Other solutions by blockchain include partial refunds of taxes on crypto transactions to wallets in the form of pension tokens. Tokens will not be redeemed (traded against cash) before their owners reach the retirement age, including this provision on smart contracts for tokens, which seems to be fairly realistic.
The tokens will virtually make the choice of retirement age with ease, and the contributors could go into retirement at any age. Thanks to the rigid and accurate database already on the blockchain, with a full record of the cash flow, the pension calculation is simple and real time.
Alternatively, the decision of ceasing to work could be made upon reaching a particular amount of assets on the contributor’s account and not after a certain age.
The flexibility and security offered by blockchain is worth investing in to further technological development and adopt new platforms.
“The application of blockchain to the pension system might not translate itself directly into earlier retirement as such aspects are driven by different socioeconomic considerations. However, the logging of social security and pension contributions over a Blockchain or DLT solution would provide an auditable trail of contributions which should make it easier for the administering bodies to assess the entitlement process.
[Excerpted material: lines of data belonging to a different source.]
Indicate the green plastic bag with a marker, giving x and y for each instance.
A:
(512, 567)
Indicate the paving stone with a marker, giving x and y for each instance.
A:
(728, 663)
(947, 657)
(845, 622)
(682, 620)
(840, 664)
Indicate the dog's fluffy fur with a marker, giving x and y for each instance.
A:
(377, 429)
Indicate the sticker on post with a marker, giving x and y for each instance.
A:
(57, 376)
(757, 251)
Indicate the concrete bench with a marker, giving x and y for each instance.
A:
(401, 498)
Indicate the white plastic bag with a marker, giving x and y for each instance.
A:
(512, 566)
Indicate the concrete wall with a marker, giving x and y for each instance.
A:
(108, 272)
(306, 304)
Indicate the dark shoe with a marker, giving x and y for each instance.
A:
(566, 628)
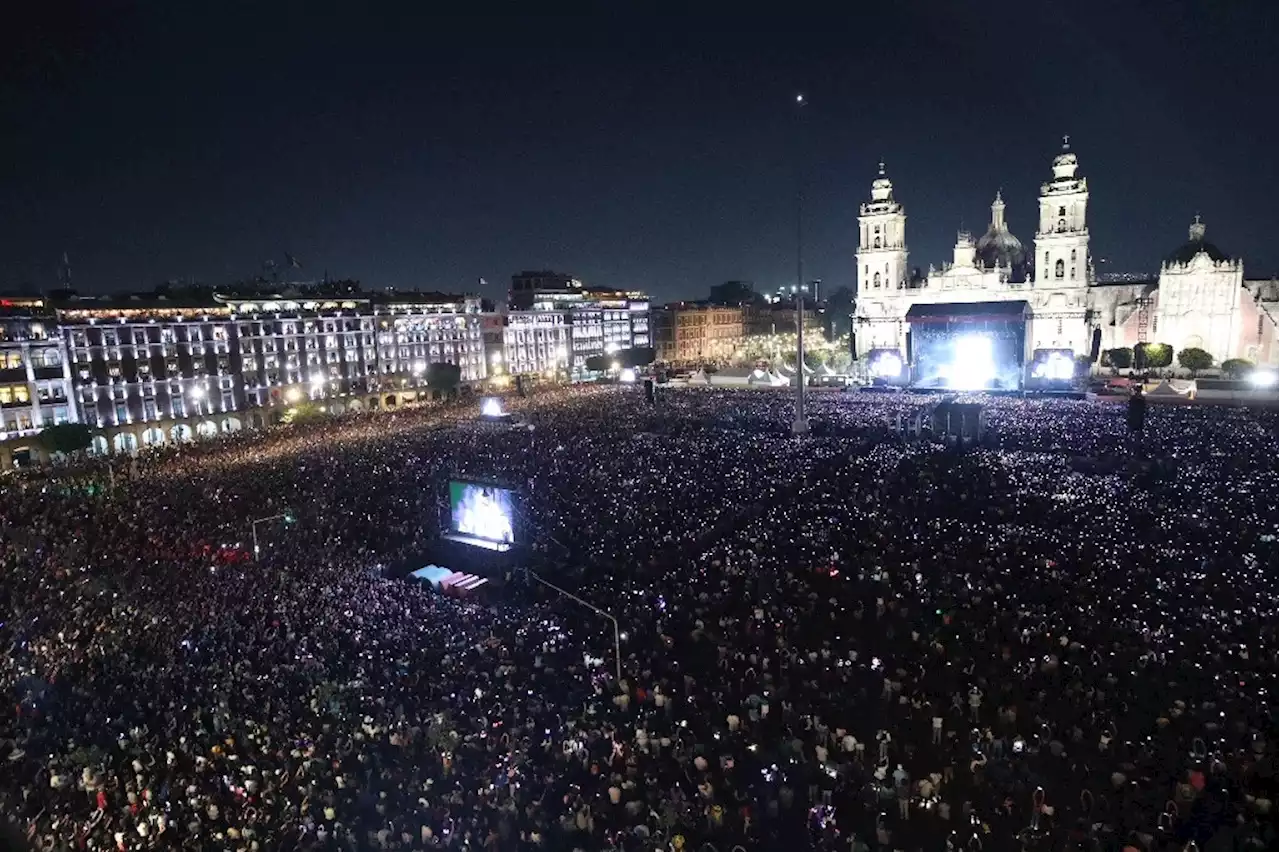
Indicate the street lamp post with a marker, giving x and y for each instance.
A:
(617, 633)
(801, 424)
(287, 516)
(197, 394)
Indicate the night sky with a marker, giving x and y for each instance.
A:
(631, 149)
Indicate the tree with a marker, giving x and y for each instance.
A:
(1157, 355)
(632, 357)
(1237, 367)
(305, 412)
(636, 357)
(67, 439)
(443, 376)
(837, 319)
(1194, 358)
(1120, 357)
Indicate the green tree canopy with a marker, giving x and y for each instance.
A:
(443, 376)
(1157, 355)
(1194, 358)
(1237, 367)
(305, 412)
(65, 438)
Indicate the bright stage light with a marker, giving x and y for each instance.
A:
(886, 365)
(973, 363)
(1057, 366)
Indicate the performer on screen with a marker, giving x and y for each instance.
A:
(483, 516)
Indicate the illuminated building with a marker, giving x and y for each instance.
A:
(165, 367)
(1200, 298)
(535, 342)
(695, 331)
(600, 320)
(35, 378)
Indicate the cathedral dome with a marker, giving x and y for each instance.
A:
(1194, 246)
(999, 247)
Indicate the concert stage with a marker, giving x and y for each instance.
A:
(944, 392)
(451, 582)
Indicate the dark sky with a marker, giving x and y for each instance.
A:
(626, 146)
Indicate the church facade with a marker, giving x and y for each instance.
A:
(1200, 298)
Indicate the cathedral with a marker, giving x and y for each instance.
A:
(1200, 297)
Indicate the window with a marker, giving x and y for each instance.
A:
(10, 394)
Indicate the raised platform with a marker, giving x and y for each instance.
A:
(449, 581)
(497, 546)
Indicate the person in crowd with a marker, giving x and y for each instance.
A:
(1060, 640)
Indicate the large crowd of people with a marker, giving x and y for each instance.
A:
(1063, 637)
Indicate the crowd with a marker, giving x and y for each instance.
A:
(1064, 637)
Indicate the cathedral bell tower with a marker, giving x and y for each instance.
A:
(881, 241)
(1063, 238)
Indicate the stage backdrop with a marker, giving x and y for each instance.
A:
(968, 347)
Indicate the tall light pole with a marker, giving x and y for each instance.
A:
(617, 633)
(801, 424)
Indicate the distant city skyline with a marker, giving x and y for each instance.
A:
(626, 149)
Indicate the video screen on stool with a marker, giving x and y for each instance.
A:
(483, 511)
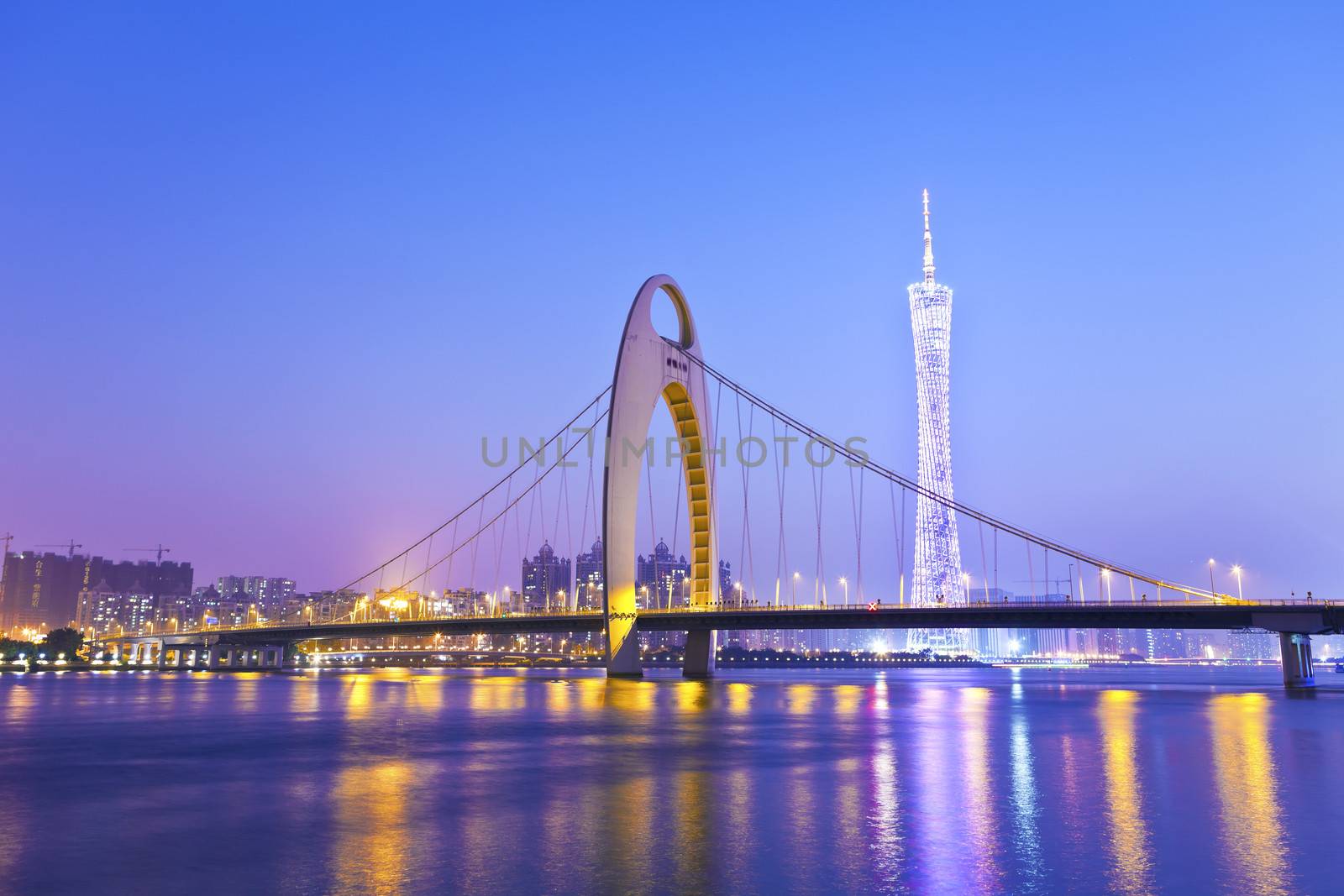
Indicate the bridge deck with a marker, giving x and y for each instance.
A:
(1296, 617)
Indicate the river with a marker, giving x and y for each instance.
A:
(940, 781)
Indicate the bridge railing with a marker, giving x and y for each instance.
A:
(732, 606)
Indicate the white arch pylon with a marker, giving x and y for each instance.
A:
(647, 369)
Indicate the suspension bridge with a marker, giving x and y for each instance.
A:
(612, 606)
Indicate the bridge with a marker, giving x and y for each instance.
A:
(698, 602)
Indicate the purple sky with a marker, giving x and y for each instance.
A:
(268, 275)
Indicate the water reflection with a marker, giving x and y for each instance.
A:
(1253, 837)
(370, 853)
(886, 842)
(1129, 846)
(1025, 799)
(412, 782)
(978, 766)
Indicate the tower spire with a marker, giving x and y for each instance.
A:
(927, 244)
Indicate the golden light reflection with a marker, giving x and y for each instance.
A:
(559, 698)
(851, 862)
(938, 852)
(1129, 841)
(496, 694)
(801, 810)
(631, 696)
(887, 846)
(427, 694)
(847, 699)
(692, 826)
(800, 698)
(302, 698)
(739, 836)
(691, 696)
(629, 849)
(1025, 799)
(976, 762)
(373, 832)
(245, 692)
(360, 691)
(1253, 835)
(738, 698)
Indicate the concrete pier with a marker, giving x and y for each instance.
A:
(699, 654)
(1296, 651)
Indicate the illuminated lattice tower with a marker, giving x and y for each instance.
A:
(937, 574)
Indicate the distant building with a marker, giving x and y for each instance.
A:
(1167, 644)
(589, 584)
(42, 590)
(544, 577)
(269, 594)
(660, 578)
(1252, 645)
(104, 610)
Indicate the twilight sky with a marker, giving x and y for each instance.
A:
(269, 273)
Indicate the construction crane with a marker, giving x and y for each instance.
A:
(71, 546)
(158, 551)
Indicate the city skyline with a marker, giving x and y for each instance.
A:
(1113, 387)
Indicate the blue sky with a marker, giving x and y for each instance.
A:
(268, 275)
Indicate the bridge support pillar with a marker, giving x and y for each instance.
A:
(1296, 652)
(699, 654)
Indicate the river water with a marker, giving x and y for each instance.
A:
(949, 781)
Efficiencies will always lead to a bigger pension pot,” Wayne Pisani, the partner of the Grand Thornton, the expert in Tax and regulatory, comments.
Meanwhile, analysts of the global consulting firm PWC feel generally positive about the integration of blockchain in the world financial systems. Their research emphasizes transaction transparency and security as the obvious “pros.”
“The possible efficiencies are, indeed, multi-fold: a digitized collection of data, live reporting, live reconciliation, automated payments, and reduced bureaucracy,” Wayne Pisani adds.
The advantages offered by blockchain technology in the pension system are as follows:
Transparent transactions. Cash flow is monitored and reported in real time
- High speed. It takes a fraction of a second to process transactions or to submit an inquiry into the database.
- Ease of use. Since the bureaucracy practically is removed, having to fill in long tax declarations for the pension fund turns into an old-school burden.
- Security. All the transactions are safe from forgery, evasion, and the similar.
- Sparing the costs. Since money can be transferred directly to the pension fund, the cost of such transactions is typically much lower than in the conventional financial model.